History is teaching me something.  It’s teaching me that I have to write.  I have to.  It’s true that I’m studying a lot and reading and writing all the time, but I need to be here with my Muse, not giving up on this despite the demands on my time.  Reading history all day long tends to give one perspective.  It makes one feel very small.  There have been billions of people on the earth.  Many of them faced very dire circumstances.  Millions of people from the continent of Africa were enslaved.  Millions.  Today we call their descendants African-Americans, but it wasn’t until they came to the Americas that they identified themselves as Africans.  Before slavery they were Akan, Bambara, Fan, Igbo, or Mande.[1]  These were people.  And other people, mostly whites, but also Muslims, and other Africans, sold these people, men, women, and children into slavery.  The listing facts and data cannot help but underscore the horror of slavery on a personal level and of the evil of this institution.  Sadly, the United States was one of the last countries to give up slavery
Then there is what was done to Native Americans.  Disease alone decimated up to 90% of some villages before the American Revolution.  European greed then took away their land.   The Native Americans who couldn’t be “tamed” were killed, murdered actually, sometimes entire villages of men, women, and children.  Survivors were marched off to “reservations” areas in places like Oklahoma with little or no fertile land.  Andrew Jackson, one of the first populist or “people’s” presidents, was especially cruel and did what he could to depose or destroy the Native American population.

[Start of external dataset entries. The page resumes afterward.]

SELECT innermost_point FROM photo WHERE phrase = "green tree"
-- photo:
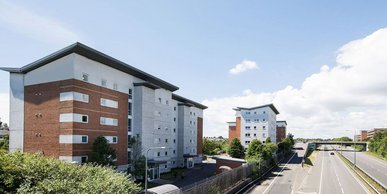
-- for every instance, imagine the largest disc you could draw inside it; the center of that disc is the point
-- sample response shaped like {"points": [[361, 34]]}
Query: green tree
{"points": [[236, 149], [139, 167], [290, 136], [254, 151], [102, 153], [268, 140], [33, 173], [209, 146]]}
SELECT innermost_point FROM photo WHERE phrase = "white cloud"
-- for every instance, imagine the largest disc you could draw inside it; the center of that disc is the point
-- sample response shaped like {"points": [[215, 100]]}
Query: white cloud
{"points": [[352, 94], [4, 107], [243, 66], [24, 21]]}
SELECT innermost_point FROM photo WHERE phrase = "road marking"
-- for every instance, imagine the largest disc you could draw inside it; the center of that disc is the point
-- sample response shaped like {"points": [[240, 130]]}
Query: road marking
{"points": [[322, 170], [278, 174], [357, 180], [337, 176]]}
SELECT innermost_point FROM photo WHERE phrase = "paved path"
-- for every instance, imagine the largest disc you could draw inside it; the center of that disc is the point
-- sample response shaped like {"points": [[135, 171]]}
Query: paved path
{"points": [[373, 166]]}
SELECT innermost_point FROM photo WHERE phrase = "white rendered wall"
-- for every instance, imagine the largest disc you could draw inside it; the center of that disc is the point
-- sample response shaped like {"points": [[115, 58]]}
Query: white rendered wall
{"points": [[60, 69], [16, 112]]}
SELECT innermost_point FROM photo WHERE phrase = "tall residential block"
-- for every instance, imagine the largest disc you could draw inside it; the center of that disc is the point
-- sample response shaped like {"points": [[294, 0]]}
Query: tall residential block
{"points": [[62, 102], [254, 123], [281, 130]]}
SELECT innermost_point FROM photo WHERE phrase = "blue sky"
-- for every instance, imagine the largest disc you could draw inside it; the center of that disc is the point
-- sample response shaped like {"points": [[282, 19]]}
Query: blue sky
{"points": [[194, 44]]}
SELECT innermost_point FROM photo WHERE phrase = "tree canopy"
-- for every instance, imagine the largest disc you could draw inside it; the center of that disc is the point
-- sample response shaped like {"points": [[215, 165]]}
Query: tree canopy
{"points": [[27, 173]]}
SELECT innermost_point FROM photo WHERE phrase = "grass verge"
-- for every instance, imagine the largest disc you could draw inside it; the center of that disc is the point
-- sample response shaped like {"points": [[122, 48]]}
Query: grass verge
{"points": [[379, 188], [375, 155]]}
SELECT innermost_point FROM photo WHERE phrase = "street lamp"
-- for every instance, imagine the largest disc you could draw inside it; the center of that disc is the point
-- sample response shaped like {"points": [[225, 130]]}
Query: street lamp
{"points": [[354, 147], [146, 165]]}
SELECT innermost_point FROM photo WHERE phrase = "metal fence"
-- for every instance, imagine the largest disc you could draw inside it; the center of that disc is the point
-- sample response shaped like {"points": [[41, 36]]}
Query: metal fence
{"points": [[226, 180]]}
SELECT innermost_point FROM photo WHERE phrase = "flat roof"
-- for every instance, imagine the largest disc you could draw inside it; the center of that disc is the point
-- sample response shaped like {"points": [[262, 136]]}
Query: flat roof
{"points": [[94, 55], [282, 122], [229, 159], [188, 102], [252, 108]]}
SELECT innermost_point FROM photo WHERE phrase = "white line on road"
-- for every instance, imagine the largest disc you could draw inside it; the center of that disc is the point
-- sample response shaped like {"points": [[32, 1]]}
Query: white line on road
{"points": [[357, 180], [322, 170], [278, 174], [338, 179]]}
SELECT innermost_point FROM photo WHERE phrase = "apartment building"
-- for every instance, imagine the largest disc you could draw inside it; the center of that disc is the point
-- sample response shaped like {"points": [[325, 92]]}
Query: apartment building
{"points": [[371, 133], [281, 131], [254, 123], [59, 104]]}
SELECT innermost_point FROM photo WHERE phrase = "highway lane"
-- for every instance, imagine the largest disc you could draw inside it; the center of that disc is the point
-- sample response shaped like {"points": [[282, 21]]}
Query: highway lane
{"points": [[328, 175], [336, 177], [375, 167]]}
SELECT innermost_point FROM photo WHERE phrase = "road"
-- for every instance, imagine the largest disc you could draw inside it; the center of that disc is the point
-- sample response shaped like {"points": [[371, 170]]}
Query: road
{"points": [[374, 167], [328, 175]]}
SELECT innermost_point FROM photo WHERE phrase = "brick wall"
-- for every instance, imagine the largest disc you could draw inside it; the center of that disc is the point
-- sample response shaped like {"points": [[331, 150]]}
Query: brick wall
{"points": [[42, 110]]}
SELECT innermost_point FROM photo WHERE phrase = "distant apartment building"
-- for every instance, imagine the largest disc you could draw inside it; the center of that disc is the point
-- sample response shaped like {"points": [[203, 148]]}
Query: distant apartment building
{"points": [[254, 123], [62, 102], [362, 136], [371, 133], [281, 130]]}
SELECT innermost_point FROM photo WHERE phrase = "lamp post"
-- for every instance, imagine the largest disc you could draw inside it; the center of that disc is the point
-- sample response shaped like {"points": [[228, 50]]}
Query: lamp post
{"points": [[146, 165]]}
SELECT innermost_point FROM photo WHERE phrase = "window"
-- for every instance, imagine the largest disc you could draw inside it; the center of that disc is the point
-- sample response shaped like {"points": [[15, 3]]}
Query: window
{"points": [[129, 124], [108, 121], [104, 82], [85, 118], [83, 159], [130, 94], [85, 77], [84, 139], [109, 103], [129, 108]]}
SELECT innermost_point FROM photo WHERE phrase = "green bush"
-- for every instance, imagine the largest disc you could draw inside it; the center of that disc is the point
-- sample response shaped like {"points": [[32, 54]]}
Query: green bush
{"points": [[27, 173]]}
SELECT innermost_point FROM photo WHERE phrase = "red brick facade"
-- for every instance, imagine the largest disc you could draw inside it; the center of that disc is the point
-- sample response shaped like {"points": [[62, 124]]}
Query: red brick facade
{"points": [[42, 110], [281, 134], [235, 131]]}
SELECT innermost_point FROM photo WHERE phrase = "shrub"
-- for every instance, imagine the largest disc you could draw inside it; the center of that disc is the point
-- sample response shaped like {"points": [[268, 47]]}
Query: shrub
{"points": [[32, 173]]}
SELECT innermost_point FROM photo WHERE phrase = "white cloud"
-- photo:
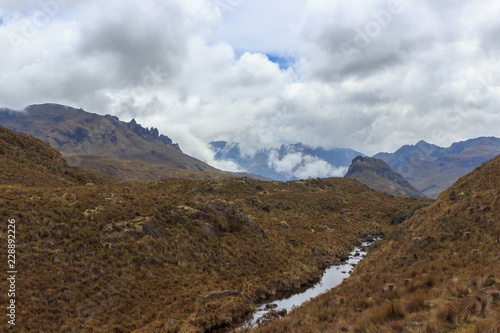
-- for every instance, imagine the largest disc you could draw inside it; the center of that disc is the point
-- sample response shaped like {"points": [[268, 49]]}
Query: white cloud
{"points": [[303, 166], [197, 70]]}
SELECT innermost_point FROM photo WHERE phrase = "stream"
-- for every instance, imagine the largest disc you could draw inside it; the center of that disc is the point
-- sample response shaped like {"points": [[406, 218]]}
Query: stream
{"points": [[332, 277]]}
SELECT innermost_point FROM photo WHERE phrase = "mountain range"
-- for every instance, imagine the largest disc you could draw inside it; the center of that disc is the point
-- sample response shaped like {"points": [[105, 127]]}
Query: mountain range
{"points": [[289, 161], [197, 255], [129, 151], [105, 144], [378, 175], [432, 169]]}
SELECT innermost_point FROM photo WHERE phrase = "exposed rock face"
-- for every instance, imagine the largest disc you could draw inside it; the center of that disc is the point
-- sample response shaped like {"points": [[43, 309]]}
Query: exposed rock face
{"points": [[80, 135], [378, 175], [432, 169]]}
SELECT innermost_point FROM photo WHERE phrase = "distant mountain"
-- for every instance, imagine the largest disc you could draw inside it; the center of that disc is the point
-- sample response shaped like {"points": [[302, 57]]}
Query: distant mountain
{"points": [[99, 143], [28, 161], [432, 169], [289, 162], [376, 174]]}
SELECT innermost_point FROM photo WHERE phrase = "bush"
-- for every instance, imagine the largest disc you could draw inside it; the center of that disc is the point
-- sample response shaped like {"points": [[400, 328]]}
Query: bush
{"points": [[399, 217]]}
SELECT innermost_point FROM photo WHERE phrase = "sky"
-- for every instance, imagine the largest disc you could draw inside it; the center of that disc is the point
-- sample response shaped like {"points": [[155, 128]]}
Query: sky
{"points": [[369, 75]]}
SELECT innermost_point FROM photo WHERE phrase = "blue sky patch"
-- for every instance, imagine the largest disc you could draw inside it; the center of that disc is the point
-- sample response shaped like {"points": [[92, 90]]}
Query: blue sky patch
{"points": [[284, 63]]}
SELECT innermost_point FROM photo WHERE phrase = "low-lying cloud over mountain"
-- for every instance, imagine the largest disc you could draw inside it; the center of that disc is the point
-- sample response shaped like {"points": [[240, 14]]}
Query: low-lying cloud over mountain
{"points": [[324, 73], [293, 161]]}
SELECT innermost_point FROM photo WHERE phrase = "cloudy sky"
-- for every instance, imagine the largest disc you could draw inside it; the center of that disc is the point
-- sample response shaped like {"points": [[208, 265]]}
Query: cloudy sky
{"points": [[370, 75]]}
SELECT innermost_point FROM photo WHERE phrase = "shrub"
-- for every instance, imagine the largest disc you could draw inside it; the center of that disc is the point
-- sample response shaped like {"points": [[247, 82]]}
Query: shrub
{"points": [[399, 217]]}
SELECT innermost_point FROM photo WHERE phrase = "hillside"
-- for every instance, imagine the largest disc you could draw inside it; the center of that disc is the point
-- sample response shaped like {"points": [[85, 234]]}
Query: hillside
{"points": [[289, 162], [174, 255], [436, 272], [27, 161], [79, 134], [378, 175], [432, 169]]}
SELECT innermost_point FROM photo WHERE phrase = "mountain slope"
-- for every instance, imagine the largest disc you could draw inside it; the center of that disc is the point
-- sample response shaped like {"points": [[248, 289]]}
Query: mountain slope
{"points": [[289, 162], [378, 175], [75, 133], [436, 272], [25, 160], [178, 255], [432, 169]]}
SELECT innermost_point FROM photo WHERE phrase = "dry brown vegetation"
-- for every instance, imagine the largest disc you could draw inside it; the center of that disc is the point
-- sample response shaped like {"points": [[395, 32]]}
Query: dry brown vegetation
{"points": [[437, 272], [179, 255]]}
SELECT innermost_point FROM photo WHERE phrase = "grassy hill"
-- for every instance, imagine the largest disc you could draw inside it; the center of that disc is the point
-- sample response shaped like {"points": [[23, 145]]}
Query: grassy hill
{"points": [[177, 255], [432, 169], [27, 161], [95, 142], [436, 272]]}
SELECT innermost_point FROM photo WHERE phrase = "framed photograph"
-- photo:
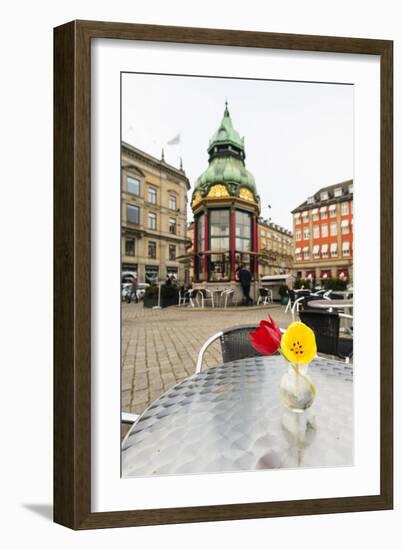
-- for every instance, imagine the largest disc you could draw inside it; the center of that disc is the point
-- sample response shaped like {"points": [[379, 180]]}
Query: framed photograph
{"points": [[223, 275]]}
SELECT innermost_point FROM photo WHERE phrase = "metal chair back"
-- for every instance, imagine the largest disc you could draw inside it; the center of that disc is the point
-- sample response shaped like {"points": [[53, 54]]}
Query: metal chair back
{"points": [[235, 343], [326, 326]]}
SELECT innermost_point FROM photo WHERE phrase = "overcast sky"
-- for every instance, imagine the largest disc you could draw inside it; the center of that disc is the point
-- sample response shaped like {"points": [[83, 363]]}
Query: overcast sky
{"points": [[298, 136]]}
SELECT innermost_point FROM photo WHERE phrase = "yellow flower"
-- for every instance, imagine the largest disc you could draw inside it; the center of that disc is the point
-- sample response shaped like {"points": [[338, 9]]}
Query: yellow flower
{"points": [[298, 344]]}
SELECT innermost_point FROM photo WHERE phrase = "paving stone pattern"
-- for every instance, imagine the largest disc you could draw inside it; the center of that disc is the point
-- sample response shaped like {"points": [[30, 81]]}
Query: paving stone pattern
{"points": [[160, 347]]}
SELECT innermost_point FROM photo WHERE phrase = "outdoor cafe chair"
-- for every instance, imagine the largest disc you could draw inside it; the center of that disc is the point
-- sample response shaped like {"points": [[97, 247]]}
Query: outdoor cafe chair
{"points": [[206, 296], [235, 344], [291, 300], [265, 296], [226, 294], [183, 296], [298, 303], [326, 326]]}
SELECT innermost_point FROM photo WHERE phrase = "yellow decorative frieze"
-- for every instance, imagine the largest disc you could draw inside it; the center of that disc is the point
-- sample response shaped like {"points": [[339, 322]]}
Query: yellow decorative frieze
{"points": [[218, 191], [196, 199], [246, 194]]}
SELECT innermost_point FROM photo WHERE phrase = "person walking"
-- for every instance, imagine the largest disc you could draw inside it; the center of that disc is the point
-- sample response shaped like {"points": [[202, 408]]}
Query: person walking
{"points": [[245, 279], [133, 291]]}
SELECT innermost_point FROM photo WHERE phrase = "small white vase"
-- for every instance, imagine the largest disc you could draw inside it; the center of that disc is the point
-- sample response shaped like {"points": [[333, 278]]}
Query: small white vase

Then there is the environment.  Not only did white people kick the original inhabitants off their land and force slaves to work on it, they despoiled that land.  Native Americans lived with that land for 2,000 years leaving few marks on it because they knew when it was time to give an area of land a rest and move to another area for a while.  This is why they traveled lightly and why material possessions were a burden and not always a blessing.  Though Native Americans lived on the land for over 2,000 years with all kinds of plant and animal species, it took less than 200 years before Europeans in their attempt to “subdue” the land destroyed much of the prevailing ecosystem.
It’s hard to read hundreds and hundreds of pages of this stuff week after week and not feel some sort of shame in being a human being.  The world has been, is, and probably will be a horrible place for many. 
I, on the other hand, am incredibly privileged and so these studies and these blogs and taking care of myself and my loved ones are a sort of mission to me, so that I can use my knowledge and skills and health to bless others.  Granted, I’m not perfect and I’ve created my own share of pain in the world.  But I find the study of history not only humbling, but also elevating.  It shows me how small we all are and how great we all can be.  Not everyone wants greatness, but I do.  I’m still defining what “greatness” means,  (riches?) (fame?) (authorship?) (a legacy that few know of but is nonetheless meaningful?).  I don’t have answers yet.  What I do know is that it is imperative that I study and write and take care of myself and the ones I love in order for my life to have an extrinsic value.  Yes, I’m valuable intrinsically because God created me.  But He also created me for a Purpose, and sitting here writing this blog reminds me of that.
I have to Get Started and Keep Going.  I can’t stop.  I’m one of billions of people in this world and I want my life to mean something.  I want to have at least a small part in making the world a better place. That is what history is teaching me.



[1] Ira Berlin, Many Thousands  Gone – The First Two Centuries of Slavery in North America, (London: The Belknap Press of Harvard University Press, 2003), 101.